FETISH, CHAPTER 1: SILAS

January 4, 2019

Silas.                       Chapter 1.

   “Silas. S-i-l-a-s. I’m seventeen years old. Yes sir, seventeen.”

   That’s what I say to the recruiter as he single-finger types alphabet parts into a form on his computer screen.

   Want action? Join the United States Marine Corps!

That’s what the poster says beside the door, the door with the pull-up bar wedged into the top of the frame. Everywhere you turn there’s something new to remind you what you’re here for, the chance to become one of a few good men. I can hear the rich history of this place pouring out of the cheap paper posters like cadence. Everything’s in step pushing me closer towards the dotted line where I sign away my life. Goodbye mediocrity, hello suffering.

   I’m in a strip mall, and of course, there’s no real history in these walls; this recruiter’s station sandwiched between a Lens Crafters and a Discount Tire. That’s why the posters are here; to give me a window into a here-to-unseen world filled with all the blood, guts, and glory I can handle. These little peep holes into my future are here to pump in as much warrior ethos as it takes to make me say, “Thank you sir, may I have another.”  

  “So, what can the Marine Corps do for you?” the recruiter across the desk asks me after filling out the rest of the form. He’s holding a stack of engraved plastic cards, things like ADVENTURE and PATRIOTISM are etched into the faces of the things like little commandments. 

  “Put these in order from most important to least important,” the recruiter says, spreading the little plaques out in front of me.

   I do as he says but know it doesn’t really matter. I know what I want but I might as well let him tell me about all the wonderful things the Marine Corporation can do for me. He pulls out a paper folder filled with pamphlets and starts pointing here and there. I’m pretending to be paying attention while he talks about military housing and job schools. 

  While I’m organizing these small plaques on the desk I’m thinking about how there has to be a strategy to the places’ lay out.

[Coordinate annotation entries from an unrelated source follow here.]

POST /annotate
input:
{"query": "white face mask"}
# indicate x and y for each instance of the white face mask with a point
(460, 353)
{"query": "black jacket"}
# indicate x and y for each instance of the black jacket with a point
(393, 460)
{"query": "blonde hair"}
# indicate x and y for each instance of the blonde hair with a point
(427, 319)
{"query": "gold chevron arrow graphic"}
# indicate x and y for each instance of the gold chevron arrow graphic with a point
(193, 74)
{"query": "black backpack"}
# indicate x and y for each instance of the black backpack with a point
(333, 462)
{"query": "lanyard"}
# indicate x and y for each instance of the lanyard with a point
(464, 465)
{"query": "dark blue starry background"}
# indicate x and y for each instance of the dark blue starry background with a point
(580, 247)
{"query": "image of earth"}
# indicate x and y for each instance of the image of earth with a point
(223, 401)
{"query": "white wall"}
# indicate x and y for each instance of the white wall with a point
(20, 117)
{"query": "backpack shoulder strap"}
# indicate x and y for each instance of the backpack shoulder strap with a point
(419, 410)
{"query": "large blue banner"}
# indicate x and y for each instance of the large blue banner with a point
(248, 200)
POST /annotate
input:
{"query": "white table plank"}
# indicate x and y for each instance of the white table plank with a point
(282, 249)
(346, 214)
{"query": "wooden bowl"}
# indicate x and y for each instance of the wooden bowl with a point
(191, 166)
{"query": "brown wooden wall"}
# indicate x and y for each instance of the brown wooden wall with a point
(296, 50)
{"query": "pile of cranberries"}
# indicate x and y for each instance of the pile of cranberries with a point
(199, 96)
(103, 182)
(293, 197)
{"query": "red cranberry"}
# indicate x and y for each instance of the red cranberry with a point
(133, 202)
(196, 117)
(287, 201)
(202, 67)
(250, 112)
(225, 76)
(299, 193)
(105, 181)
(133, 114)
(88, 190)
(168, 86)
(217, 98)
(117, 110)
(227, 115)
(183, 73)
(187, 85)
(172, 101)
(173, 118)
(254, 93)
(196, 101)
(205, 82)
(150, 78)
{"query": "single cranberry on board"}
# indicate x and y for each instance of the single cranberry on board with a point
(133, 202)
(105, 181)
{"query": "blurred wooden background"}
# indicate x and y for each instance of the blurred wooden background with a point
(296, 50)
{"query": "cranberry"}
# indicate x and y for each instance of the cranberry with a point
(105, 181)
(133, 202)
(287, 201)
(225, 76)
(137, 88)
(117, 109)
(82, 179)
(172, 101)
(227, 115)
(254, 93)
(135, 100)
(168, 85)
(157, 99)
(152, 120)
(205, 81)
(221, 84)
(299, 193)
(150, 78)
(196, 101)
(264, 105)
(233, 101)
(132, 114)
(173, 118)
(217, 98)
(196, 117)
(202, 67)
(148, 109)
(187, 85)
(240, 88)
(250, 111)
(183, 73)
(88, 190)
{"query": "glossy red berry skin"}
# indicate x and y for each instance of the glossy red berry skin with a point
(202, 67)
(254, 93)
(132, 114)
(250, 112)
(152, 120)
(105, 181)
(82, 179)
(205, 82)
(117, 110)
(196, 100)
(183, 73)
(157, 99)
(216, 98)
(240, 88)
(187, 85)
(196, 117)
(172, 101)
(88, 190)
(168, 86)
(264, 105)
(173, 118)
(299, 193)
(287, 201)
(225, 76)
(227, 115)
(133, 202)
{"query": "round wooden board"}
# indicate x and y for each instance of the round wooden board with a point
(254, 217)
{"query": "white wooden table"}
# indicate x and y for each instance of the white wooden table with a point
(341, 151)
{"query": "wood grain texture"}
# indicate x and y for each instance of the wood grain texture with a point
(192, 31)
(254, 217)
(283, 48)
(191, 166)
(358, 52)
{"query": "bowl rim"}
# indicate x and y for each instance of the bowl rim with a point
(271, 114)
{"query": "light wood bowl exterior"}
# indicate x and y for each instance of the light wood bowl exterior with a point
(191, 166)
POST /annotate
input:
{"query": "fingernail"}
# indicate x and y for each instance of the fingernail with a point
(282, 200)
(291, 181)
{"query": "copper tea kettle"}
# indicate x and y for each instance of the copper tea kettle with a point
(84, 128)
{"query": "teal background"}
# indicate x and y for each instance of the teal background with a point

You know there was a whole psychological warfare team tasked with turning every recruiting hub into the perfect trap for people like me. I read about it on the internet, about how these psychological warfare teams work. Apparently, some Army unit staged the tearing down of Saddam’s statue. They made it look like a crowd had amassed to symbolically destroy the years of oppression bottled up in that forty foot Saddam action figure; in reality, it was more of a movie set than anything else. Of course, the Iraqis wanted the statue down, but the Army had to make it look believable for the folks back home. They made sure to strategically frame the footage to just show the crowd, a crowd made up of roughly thirty percent American actors wearing convincing garb. If we’ve taught the Middle East any lesson, it’s the value of a good photo op. 

   Maybe that’s why the recruiter’s station walls are covered in portraits of Marines fresh out of boot camp; they know how important playing pretend can be. All these little uniform cutouts are faces you can replace with your own if you’ve got a serviceable imagination. Seeing all these wallet-sized Marines wearing dress blues reminds me of those carnival standees you look through; one moment you’re just some boring kid from the heartland, then all of a sudden you’re a pilot, or a lion tamer, or maybe an outlaw. 

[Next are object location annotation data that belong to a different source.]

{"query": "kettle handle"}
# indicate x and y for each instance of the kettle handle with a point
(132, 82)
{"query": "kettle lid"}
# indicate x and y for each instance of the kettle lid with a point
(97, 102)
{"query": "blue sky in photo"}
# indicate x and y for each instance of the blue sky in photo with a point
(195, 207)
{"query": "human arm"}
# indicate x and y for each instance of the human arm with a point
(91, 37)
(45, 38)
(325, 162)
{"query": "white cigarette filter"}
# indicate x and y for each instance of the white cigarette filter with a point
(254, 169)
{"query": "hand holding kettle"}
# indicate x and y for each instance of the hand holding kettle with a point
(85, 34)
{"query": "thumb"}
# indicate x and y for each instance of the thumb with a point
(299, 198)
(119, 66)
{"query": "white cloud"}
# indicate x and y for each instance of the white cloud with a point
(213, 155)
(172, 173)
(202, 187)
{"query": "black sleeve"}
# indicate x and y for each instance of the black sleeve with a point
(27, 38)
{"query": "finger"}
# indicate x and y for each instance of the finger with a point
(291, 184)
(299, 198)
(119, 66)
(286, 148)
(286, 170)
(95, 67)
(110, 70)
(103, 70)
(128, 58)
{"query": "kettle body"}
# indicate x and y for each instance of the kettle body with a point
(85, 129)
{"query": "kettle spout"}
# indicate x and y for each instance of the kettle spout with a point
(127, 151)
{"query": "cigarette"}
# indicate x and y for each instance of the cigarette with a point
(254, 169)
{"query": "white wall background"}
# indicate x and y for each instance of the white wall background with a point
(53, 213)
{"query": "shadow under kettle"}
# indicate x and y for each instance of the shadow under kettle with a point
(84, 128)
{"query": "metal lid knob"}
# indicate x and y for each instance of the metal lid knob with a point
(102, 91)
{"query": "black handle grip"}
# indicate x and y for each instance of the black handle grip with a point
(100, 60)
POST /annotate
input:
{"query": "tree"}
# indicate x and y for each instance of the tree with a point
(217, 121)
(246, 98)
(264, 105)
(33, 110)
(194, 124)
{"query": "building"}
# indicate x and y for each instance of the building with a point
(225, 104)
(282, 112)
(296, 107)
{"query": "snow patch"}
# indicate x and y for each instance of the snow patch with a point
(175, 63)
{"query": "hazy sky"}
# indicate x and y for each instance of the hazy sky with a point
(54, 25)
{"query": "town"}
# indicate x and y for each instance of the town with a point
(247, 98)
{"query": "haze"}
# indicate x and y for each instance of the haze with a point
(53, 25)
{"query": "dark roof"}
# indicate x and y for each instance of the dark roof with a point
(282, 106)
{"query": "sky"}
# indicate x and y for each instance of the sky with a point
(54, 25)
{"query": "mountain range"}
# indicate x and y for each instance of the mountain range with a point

   I’m sure a good eighty percent of guys sign the contract just to wear the uniform. I guess it makes sense why the recruiters have their’s on display by their desks. The heavy fabric of the dress blue jacket is made paralyzing by the knowledge that there is no easy way to earn it. I’m not going to lie, I’ve been staring it down since I walked through the door.

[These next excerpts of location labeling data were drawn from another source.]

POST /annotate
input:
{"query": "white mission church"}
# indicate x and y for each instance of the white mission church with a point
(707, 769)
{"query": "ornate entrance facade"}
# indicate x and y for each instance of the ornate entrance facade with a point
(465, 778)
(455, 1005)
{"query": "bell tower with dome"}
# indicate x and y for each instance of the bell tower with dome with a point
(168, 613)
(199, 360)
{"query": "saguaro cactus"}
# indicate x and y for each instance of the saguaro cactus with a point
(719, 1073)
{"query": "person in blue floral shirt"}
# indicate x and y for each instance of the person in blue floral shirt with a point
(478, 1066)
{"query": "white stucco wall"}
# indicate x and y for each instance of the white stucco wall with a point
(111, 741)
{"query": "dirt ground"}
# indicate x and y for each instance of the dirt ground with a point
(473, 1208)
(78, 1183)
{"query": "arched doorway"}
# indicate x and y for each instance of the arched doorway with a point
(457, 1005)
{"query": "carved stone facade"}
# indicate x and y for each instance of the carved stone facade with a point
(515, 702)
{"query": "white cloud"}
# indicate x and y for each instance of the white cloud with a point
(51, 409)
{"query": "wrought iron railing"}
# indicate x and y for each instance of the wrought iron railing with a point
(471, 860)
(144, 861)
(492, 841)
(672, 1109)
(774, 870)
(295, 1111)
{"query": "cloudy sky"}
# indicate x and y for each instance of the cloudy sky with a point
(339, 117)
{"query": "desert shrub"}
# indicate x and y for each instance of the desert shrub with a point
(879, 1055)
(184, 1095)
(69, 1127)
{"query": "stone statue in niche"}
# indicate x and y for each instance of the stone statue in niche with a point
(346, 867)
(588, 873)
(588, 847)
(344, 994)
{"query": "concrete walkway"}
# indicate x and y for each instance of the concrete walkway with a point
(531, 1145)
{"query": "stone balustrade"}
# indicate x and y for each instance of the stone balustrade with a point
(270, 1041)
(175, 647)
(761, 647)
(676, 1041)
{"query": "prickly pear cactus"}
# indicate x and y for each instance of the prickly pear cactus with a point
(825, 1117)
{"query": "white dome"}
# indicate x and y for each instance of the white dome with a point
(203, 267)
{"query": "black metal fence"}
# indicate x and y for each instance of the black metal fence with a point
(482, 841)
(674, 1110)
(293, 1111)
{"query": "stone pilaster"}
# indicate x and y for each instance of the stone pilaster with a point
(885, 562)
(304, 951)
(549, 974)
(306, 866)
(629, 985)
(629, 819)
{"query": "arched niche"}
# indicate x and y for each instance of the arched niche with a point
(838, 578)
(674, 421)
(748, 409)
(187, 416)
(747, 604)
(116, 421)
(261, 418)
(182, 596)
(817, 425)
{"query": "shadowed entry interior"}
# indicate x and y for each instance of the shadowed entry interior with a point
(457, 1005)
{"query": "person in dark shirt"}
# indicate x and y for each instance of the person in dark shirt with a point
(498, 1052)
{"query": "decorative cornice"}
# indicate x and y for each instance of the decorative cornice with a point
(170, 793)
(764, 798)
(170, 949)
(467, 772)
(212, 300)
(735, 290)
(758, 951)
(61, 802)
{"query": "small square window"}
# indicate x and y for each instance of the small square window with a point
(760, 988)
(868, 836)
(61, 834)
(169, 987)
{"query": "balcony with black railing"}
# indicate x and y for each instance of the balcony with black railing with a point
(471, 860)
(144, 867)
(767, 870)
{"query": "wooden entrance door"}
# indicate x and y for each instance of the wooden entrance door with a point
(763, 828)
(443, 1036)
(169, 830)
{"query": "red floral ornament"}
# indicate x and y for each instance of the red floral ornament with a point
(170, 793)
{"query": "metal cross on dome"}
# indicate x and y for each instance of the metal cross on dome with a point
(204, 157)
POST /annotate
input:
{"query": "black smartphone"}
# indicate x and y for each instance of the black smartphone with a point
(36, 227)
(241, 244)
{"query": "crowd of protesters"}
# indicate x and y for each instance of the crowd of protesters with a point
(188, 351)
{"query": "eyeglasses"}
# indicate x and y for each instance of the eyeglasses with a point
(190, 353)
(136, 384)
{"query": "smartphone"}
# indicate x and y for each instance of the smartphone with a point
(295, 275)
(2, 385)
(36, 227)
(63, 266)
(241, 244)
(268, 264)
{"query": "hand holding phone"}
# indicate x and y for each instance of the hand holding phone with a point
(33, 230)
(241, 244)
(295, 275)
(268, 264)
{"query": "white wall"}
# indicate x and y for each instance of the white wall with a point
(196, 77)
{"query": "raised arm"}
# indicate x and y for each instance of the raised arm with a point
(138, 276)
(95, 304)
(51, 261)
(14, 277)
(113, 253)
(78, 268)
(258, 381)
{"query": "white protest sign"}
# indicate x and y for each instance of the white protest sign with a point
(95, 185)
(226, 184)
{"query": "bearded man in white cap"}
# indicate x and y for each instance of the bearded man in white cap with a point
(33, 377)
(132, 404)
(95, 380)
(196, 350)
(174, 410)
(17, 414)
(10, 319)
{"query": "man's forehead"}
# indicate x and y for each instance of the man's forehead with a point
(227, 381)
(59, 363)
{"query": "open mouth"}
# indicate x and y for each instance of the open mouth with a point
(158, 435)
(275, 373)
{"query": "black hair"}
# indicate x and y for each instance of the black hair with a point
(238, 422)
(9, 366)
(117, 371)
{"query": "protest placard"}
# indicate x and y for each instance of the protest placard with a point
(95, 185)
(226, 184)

   The Marine Corps is not a hard sell in a place like this. Kentucky as a whole doesn’t have a reputation as a destination, especially Pikeville, the little town I’ve been born and raised in. This recruiter’s station has its steady flow of high school students coming off the football field and straight into the loving arms of Uncle Sam. The half that can pass a drug test sign up, half of them get spooked before they actually ship off, and half of the ones that get shipped off to the island end up coming back empty-handed. 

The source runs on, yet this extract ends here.